Since upgrading to Windows 10 and using Microsofts 'Edge' browser, I regularly have problems with this site.

The problem is that I get routed to the 'cannot find that page, would you like to search for it'. It appears this happens if I spend too long reading a thread, too long typing a new post, or the planets are aligned just right.

Occasionally refreshing the page will get me back to the site. Other times I have to close out of Edge and restart. Yet other times I need to ping EnWorld via command line.. 

? Any clues as to how I can avoid this issue? Its actually easier to post via my cell-phone and tap-a-talk...


----------



## Umbran (Apr 28, 2016)

Over the past couple of days, at least, I was getting database errors and "EN World is taking too long to respond" on Win7 and Chrome.  If it is only in the past few days that you've noted it, perhaps it isn't about your browser.

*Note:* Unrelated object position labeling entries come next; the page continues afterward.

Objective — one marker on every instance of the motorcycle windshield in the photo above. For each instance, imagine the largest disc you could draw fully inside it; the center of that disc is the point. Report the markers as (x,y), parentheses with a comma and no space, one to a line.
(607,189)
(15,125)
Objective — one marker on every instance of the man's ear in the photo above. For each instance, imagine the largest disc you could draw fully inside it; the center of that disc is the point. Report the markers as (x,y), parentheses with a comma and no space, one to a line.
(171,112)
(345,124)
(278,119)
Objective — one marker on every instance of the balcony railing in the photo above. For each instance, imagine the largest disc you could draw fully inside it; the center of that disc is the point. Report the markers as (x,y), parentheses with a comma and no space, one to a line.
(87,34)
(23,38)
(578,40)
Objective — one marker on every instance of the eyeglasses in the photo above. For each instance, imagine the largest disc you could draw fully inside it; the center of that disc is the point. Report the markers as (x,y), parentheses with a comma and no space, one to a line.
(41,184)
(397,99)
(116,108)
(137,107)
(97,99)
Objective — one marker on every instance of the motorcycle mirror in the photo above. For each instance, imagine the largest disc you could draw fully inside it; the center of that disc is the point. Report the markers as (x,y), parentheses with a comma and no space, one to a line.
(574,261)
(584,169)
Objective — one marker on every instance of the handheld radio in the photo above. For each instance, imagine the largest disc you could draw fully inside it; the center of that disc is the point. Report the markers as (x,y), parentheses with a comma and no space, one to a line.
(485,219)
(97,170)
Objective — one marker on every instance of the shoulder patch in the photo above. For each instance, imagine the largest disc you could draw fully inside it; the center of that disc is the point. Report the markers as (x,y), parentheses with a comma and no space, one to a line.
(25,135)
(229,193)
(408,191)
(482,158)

Browser differences can certainly lead to page rendering issues, but shouldn't lead to page request issues - it isn't like (or at least shouldn't be) that Edge asks for the page differently.  The protocol for that is about the only thing various browsers can agree upon....


----------



## Morrus (Apr 28, 2016)

When did this start? As Umbran says, we've had some technical issues the last few days including (a) a bug in the ignore function which was causing pages to time out and (b) a fire near the server host which caused a power outage.


----------



## Primitive Screwhead (Apr 28, 2016)

Started months ago, but I have not been posting or lurking that much recently due to other life events... and only with EnWorld sites. Admittedly this, WOINrpg and Google are pretty much the limit of my surfing habits.

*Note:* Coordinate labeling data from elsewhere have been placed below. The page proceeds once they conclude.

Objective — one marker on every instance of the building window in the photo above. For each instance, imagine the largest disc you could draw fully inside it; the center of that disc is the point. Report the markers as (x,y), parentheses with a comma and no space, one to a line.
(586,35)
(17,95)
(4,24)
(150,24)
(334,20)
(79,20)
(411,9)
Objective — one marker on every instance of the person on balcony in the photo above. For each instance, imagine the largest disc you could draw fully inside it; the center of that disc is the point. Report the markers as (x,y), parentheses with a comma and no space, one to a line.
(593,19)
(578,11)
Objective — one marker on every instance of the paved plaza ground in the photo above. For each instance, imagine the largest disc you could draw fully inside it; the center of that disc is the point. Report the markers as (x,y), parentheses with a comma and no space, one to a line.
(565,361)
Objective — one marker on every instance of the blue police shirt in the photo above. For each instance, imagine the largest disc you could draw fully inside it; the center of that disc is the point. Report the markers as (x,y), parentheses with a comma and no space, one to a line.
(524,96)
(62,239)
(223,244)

I can try to fiddler it this weekend if I have time.


----------



## Umbran (Apr 28, 2016)

Okay, that is strange, as the issues I was talking about are more recent.

As I said, there's no reason I can think of that Edge would have problems finding the pages, when other browsers do not.  How the pages look might be screwed up.  Functionality may not work, but you should at least be able to get to the site.

So, color me stumped.


----------



## Primitive Screwhead (Apr 28, 2016)

And I am more stumped. Ran fiddler and the pages were the smoothest responding I have experienced in a while... and of course since I am watching.. no errors.

erg....


----------



## Primitive Screwhead (Apr 29, 2016)

Some items for your fixing:

GET http://www.enworld.org/forum/clientscript/vbulletin_css/style00016l/ozzy_ignore_user.css
404 Not Found (text/html)

GET http://www.enworld.org/forum/images/Styles/Blackend/misc/unsubscribed_40b.png
404 Not Found (text/html)

GET http://www.enworld.org/forum/images/Styles/Blackend/misc/sm_newthread_40b.png
404 Not Found (text/html)

There were more missing images from the Blackend style.

GET http://www.circvsmaximvs.com/images/think_tag.gif?t=B8DJ5M3
404 Not Found (text/html)

I did get an error.. ramped up Fiddler but the error hasn't happened again


----------